Well Hackerschool is nearly over now and the next batch application deadline is nearing. If you're a potential applicant wondering: "Is Hackerschool for me?" -- then maybe this post about my experience will help you figure that out.

Hackerschool is an unstructured programming education program done right. The good folks who facilitate Hackerschool do not tell you to build x, or today we're going to learn y, but rather -- only you decide what you'll work on. How could this ever work? Well simply put, Hackerschool is not something you do to get a degree, a certificate, or a job. The people who do Hackerschool are legitimately passionate about programming. And the only reason you would or should want to do Hackerschool is because you too are passionate about programming and want to program for 3 months straight with no distractions.

And hell, you have to be passionate about programming to spend 3 months doing nothing but programming and not getting paid for it. And that is the essence of Hackerschool. You can occasionally hack around on off time, but committing along with dozens of other programmers to do nothing but hack for 3 months straight takes serious dedication.

So what do people actually do and hack on in Hackerschool? Tons of things: some learn languages, others build languages, some learn frameworks, others build frameworks, some write scrapers, others contribute to existing libraries, some write apps, others write kernel modules... and this list goes on. The list goes on because what you do in Hackerschool is entirely up to you. For me, I spent my time learning C, building a window manager, and doing some Ruby, Smalltalk, Lisp, and Io. Additionally I contributed to a lot of the software I use on a daily basis.

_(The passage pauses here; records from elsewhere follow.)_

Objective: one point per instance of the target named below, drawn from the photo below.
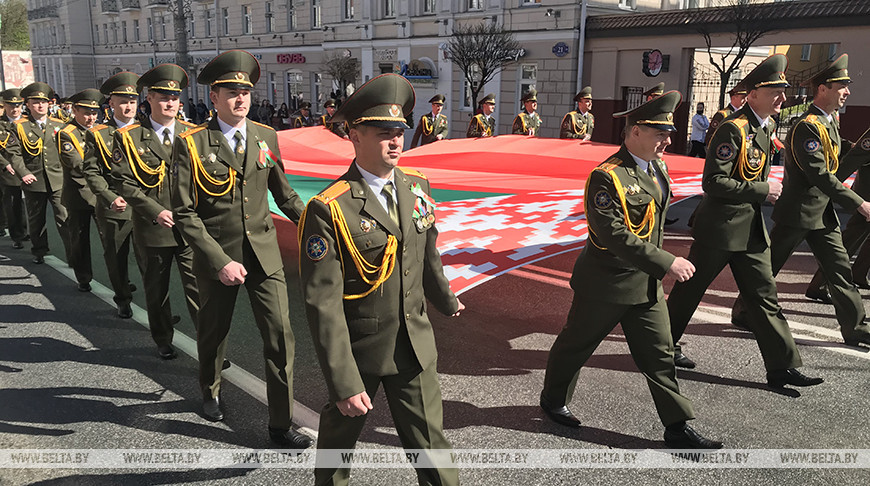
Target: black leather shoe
(819, 295)
(791, 376)
(683, 361)
(166, 351)
(560, 415)
(681, 436)
(211, 409)
(125, 311)
(289, 439)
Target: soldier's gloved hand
(233, 273)
(355, 406)
(681, 269)
(774, 191)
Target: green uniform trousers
(648, 334)
(157, 265)
(116, 235)
(36, 204)
(754, 278)
(414, 398)
(271, 308)
(79, 228)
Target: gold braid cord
(742, 167)
(32, 149)
(648, 217)
(136, 161)
(205, 182)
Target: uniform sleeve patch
(316, 247)
(726, 151)
(602, 199)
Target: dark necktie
(391, 203)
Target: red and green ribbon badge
(266, 157)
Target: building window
(247, 21)
(315, 14)
(209, 22)
(528, 79)
(270, 18)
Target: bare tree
(742, 20)
(480, 51)
(342, 68)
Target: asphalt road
(73, 376)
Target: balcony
(159, 4)
(110, 7)
(49, 12)
(129, 5)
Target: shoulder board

Finally, being in Hackerschool is a lot like being a hacker. It is a lifelong commitment, as long as you call yourself a hacker, you should be hacking. For the students and alumni of Hackerschool, there is a phrase that gets passed around a lot: "never graduate". Hackers don't stop hacking just because "Hackerschool" is over, in fact hackers never stop hacking. Hackers contribute to open source projects, learn things, and build cool things. So should you do Hackerschool? Well -- are you a hacker?